Most people who saw this blog post title probably asked themselves “Erik who?” and skimmed right passed it to read something more interesting. For the nine people who clicked the link, I commend you.
Indeed, Erik Kratz is hardly a household name—unless you are a fan of minor league baseball or the Pittsburgh Pirates, you probably have never heard of him. However, he still does have a shred of significance—to me, at least.
About a month ago, I wrote an article entitled Hey Old Guy! Minor Leaguers Who Just Won’t Quit, which discussed the small collection of career minor leaguers 30 years of age and older who have yet to reach the big leagues. As you probably guessed, Erik Kratz was one of those players.
The catcher Kratz has been toiling away in minor league baseball since 2002, after being taken by the Toronto Blue Jays in the 29th round of the amateur draft. He got off to a good start in his minor league career, with averages of .275, .306 and .299 in his first three professional seasons.
Then the struggles came—from 2005 to 2008, his yearly averages were only .205, .228, .235 and .239. He contemplated retirement multiple times, though he opted each time to give it another year.

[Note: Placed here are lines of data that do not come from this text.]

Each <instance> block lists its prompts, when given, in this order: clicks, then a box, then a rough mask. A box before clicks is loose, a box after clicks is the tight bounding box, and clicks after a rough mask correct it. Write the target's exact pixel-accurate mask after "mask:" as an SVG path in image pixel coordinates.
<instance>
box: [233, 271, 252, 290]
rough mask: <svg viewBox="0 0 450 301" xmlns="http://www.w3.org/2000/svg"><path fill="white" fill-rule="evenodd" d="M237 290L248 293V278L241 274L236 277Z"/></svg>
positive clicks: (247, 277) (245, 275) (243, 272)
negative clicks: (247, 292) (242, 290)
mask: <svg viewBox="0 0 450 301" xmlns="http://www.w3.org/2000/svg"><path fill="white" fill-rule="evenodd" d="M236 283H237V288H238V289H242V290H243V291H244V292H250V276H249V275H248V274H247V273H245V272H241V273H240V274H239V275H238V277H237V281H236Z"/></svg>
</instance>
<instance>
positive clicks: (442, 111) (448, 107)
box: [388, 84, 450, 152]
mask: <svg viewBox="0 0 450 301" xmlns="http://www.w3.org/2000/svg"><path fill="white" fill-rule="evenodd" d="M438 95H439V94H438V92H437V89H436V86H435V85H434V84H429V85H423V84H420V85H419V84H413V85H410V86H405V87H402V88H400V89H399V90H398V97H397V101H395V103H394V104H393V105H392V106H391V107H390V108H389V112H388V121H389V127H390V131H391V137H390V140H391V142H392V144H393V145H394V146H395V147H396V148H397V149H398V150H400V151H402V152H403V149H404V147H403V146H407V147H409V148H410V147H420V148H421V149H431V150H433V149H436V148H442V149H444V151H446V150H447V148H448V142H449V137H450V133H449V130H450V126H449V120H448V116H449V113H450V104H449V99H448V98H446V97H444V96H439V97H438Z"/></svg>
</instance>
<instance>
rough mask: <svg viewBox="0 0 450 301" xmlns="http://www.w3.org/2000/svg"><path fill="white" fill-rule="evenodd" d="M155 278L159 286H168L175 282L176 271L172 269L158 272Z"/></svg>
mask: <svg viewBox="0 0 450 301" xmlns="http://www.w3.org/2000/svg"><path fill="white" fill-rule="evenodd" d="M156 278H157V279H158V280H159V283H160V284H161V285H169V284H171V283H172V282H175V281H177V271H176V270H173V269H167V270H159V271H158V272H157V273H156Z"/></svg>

Following the 2008 season, Kratz became a free-agent and signed with the Pittsburgh Pirates. He boosted his average to .273, earning a spot on the International League All-Star team, earning All-Star Game MVP honors.
He performed even better in 2010, hitting .296 in 56 games, garnering another All-Star Game selection. It was in that game that he got news of the call—in the fifth inning, he was pulled aside and told of his good fortunes.
Kratz is the first of those 30-somethings stuck in the minors to finally make it to the big leagues. By the end of the season, there will certainly be at least a couple more.